I did enjoy teaching. I enjoyed showing people how to do things they hadn't done before. I enjoyed giving them information that they had not known previously. I liked finding ways to help them understand new concepts. And, I just really enjoyed working with people and working in a range of ideas way more nuanced than simply yes or no! But I missed working around cars, and I felt I needed a more competitive environment than teaching.
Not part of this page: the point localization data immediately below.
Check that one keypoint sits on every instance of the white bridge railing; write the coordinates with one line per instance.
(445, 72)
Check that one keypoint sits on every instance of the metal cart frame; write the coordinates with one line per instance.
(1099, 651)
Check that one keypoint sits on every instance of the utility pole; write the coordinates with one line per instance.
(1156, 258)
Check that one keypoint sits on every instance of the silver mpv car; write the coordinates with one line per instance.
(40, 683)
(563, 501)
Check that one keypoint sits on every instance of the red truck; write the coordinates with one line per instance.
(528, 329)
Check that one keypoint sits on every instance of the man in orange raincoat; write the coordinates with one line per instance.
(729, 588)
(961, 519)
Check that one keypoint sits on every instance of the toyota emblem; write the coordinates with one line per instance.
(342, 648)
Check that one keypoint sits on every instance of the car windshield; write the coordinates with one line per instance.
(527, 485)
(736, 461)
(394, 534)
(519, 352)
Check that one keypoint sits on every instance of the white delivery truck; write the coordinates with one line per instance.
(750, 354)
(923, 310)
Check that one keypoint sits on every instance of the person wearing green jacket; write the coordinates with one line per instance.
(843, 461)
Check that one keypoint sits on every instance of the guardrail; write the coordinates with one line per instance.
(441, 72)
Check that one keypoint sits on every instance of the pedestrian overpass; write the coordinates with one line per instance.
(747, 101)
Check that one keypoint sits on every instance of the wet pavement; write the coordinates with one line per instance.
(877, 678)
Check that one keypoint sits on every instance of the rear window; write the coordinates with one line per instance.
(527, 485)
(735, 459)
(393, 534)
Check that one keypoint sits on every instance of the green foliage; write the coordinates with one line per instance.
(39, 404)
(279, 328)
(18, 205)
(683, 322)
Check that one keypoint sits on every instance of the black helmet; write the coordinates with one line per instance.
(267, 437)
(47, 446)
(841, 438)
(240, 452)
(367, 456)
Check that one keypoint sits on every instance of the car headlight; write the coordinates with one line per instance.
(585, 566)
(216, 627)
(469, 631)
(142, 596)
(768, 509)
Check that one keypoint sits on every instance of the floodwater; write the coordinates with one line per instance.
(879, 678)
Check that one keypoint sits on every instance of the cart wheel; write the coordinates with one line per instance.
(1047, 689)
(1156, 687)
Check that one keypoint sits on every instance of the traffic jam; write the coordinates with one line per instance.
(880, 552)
So I applied to two automotive companies when my first year of teaching was over and waited for a reply. After about six weeks, I received a response from both of them on the same day, offering me the same job in both organizations. The companies in question were Mercedes-Benz and Volvo! The job was as a consumer affairs representative, speaking with new and potential customers about cars. I decided to go with Volvo because I was a better fit in the Volvo organization than Mercedes during my interviews at their respective offices. It could have gone either way, but I had also owned a used Volvo in college, and I thought it was a fabulous car. So, for the next 32 years, I was a Volvo guy.
I moved up through the ranks and ultimately directed all of the company's Public Relations and Marketing here in the United States. Looking back on my career, I realize that the success I enjoyed came about as a result of one skill…and that was the ability to tell a good story. And that was the same ability that would have made me a good teacher, clergyman, or coach, as I had been told all those years ago in Wisconsin.
May I urge you to consider two things?
If you have high school-aged children, please have them take tests that help them understand not only what they know, but also their personality, so that they can find careers that will make them happy.
Do not rule out a career as a licensed tradesperson! Today, there is a huge demand for Automotive Technicians, Electricians, Plumbers, Carpenters, HVAC Technicians, and other Trades Specialists. These people can earn a very handsome income, own their own company, and set up their business anywhere they would like to live.
Not everyone needs to go to college!
There is way more demand for skilled tradespersons today than there is supply. In the automobile business, dealerships are constantly looking to recruit skilled technical people. Here in the New York area, it is not uncommon for a top automotive technician to earn more than $100,000 a year at a dealership. Often, the best ones are recruited away by other dealerships who pay them signing bonuses, like professional sports players. And one of the good things about being someone like a licensed plumber is that you can take that trade with you, should you decide, you would rather live in Florida or Texas than New York. It is your skill set and your license. You can move.
I think there is absolutely nothing wrong with college. But it has never really been the right educational choice for everyone. Yet in our society, we seem to feel that everyone should go to college. One of the key metrics used to evaluate high schools is the percentage of graduates who go on to college, so they tend to encourage college applications. Let me close by asking you if you think that is serving the best interest of their students or the prestige of the high school?